À côté de ces tentatives de résistance se produit aussi, il est vrai, un mouvement d’émigration qui ne permettra point aux tribus du Caucase occidental de soutenir longtemps la lutte. On sait qu’une fraction, au nombre de soixante-dix ou quatre-vingt mille âmes, préférant l’exil à la servitude, est allée chercher dans l’empire ottoman, parmi des coreligionnaires, une hospitalité qui n’a pas été mise en défaut. Ces émigrans ont obtenu du sultan quelques secours et des terres dans l’Asie-Mineure, les uns du côté d’Amasie, les autres sur les frontières de la Karamanie. On peut croire qu’ils ont cédé, en se déplaçant ainsi, à leurs scrupules religieux principalement, puisque leur retraite correspond à celle des Tartares musulmans de Crimée, qui continuent chaque jour à s’embarquer pour Constantinople avec leurs familles et tout ce qu’ils possèdent : déplacement d’autant plus fâcheux qu’il prive la péninsule de la classe de ses habitans la plus utile, celle qui prêtait ses bras à la culture des champs et aux travaux manuels[1].

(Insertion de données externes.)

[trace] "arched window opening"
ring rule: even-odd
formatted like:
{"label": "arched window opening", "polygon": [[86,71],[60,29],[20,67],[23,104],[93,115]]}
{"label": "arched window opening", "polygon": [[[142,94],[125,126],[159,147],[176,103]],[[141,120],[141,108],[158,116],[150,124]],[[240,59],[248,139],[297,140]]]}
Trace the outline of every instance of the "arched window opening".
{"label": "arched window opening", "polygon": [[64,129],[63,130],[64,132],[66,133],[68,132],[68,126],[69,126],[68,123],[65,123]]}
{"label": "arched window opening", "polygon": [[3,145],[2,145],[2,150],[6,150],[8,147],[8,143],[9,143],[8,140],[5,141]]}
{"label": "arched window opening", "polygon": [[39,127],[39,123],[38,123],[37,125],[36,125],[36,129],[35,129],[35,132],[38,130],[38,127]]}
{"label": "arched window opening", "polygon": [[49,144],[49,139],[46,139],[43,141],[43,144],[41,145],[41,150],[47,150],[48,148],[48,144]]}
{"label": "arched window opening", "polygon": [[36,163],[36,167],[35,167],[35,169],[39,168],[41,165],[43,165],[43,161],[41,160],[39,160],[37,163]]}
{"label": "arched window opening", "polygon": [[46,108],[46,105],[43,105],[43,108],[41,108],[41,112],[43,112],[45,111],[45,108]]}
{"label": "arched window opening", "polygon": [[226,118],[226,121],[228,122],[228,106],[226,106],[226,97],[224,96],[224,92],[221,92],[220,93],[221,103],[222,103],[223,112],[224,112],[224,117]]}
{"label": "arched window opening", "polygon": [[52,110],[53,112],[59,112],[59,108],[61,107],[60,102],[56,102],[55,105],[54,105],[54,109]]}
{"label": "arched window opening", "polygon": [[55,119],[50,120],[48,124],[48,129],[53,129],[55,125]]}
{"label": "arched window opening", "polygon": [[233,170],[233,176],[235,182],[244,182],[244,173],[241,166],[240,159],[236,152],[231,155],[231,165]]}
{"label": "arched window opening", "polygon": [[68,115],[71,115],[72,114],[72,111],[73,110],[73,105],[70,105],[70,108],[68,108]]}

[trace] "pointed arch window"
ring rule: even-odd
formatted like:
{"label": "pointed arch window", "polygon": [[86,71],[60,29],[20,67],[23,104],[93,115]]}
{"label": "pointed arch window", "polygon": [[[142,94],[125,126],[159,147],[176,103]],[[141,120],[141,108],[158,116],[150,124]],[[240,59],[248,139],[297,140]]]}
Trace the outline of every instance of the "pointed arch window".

II. — LES TCHERKESSES KABARDIENS.

Les Kabardiens ou Tcherkesses orientaux sont mieux connus que ceux de la branche occidentale, dont nous avons essayé de montrer la situation difficile. De bonne heure ils ont été mêlés aux événemens du dehors, et sont parvenus, par leurs relations extérieures, à un degré de civilisation supérieure à celle des tribus environnantes ;

  1. Le Caucase, journal de Tiflis, annonçait récemment qu’à l’exception de la partie montagneuse des districts de Simphéropol, Théodosie et Yalta, la Crimée est presque entièrement déserte, et que le petit nombre de Tartares qui n’ont pas encore quitté la péninsule se sont déjà munis de passe-ports pour partir au commencement du printemps. Les tentatives faites par les propriétaires pour embaucher des ouvriers dans l’Ukraine présentent de grandes difficultés, un laboureur de cette dernière contrée réclamant un salaire de 80 à 120 roubles argent par an, tandis qu’il était aisé autrefois de se procurer un Tartare pour 35 ou 45 roubles au plus.